Hello ,
thank you very much for the answer , but I've got a problem, I don't know how to use that...
what I would like to do is for example some user in my network authenticates with username master (squid basic authentication) , and
that user can do whatever he wants....
the rest who authenticate with internet will be blocked from porn always.
The problem is I don't know how can I make squidguard to know who is authenticated as master and who is not?
I tried by simply adding master acl and then the default as per your answer (thinking that maybe somehow squidguard can get some sorta info
about who has authenticated from squid...) , but I think that I messed it up real good, coz it aint working.
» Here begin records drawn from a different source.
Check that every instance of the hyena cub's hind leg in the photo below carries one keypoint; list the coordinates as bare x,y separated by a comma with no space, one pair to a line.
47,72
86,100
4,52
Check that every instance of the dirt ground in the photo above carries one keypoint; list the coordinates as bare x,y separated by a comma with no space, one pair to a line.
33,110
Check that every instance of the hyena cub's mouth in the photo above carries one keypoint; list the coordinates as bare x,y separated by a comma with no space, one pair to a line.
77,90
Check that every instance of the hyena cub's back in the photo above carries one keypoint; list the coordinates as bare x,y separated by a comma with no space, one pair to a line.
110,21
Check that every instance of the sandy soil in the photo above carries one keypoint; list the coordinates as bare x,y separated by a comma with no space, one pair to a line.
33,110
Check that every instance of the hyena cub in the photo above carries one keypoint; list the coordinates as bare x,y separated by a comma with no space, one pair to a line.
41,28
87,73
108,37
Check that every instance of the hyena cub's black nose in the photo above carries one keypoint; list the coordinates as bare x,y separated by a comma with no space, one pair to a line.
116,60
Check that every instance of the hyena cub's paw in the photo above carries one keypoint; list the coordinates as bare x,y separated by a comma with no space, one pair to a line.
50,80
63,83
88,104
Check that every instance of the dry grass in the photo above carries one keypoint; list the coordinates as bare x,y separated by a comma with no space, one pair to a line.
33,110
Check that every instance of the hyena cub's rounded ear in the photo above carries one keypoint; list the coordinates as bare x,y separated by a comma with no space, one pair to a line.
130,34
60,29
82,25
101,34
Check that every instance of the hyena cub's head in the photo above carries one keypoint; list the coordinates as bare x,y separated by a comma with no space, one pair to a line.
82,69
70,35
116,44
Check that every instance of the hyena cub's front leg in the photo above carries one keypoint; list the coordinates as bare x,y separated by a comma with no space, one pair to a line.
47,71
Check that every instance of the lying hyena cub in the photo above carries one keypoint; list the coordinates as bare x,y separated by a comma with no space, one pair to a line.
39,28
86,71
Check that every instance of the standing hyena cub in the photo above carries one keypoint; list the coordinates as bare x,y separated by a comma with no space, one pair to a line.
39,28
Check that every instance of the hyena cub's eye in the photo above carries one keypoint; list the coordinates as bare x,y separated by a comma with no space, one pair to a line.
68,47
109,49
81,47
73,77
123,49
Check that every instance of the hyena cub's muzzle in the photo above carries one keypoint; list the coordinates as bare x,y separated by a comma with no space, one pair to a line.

Can you tell me how can I do that?
user authenticates in squid, and based on authentication squidguard decides whether to allow or deny porn pages...
Sincerely Robert B
----- Original Message ----- From: "Jay Turner" <jturner@xxxxxxxxxxx>
To: <squid-users@xxxxxxxxxxxxxxx>
Sent: Tuesday, May 17, 2005 10:42
Subject: RE: [squid-users] never use redirector for master user
> From: Robert Becskei [mailto:brobiwbe@xxxxxxxxxxxxx] > Hello, > > with the help of the people at this mailing list I managed to > configure my > proxy server so that there is a master > user who can do anything, and there is normal internet user who can only > browse and download a few types of files. > > my problem is : > > redirect_program /usr/bin/squidGuard > redirect_children 4 > > is there a way to never redirect master user ? so he can browse porn > sites...?
Let SquidGuard do this.
Set up an ACL and rule in SquidGuard along the lines of:
acl { master { pass any }
normal { pass !porn !whateverelse any redirect http://<somesite.com>/ } }
This will allow master to go anywhere but normal to go anywhere except porn and whateverelse.
You could even make this more simple by:
acl { master { pass any }
default { pass !porn !whateverelse any redirect http://<somesite.com>/ } }
This doesn't even require the specification of a 'normal' group.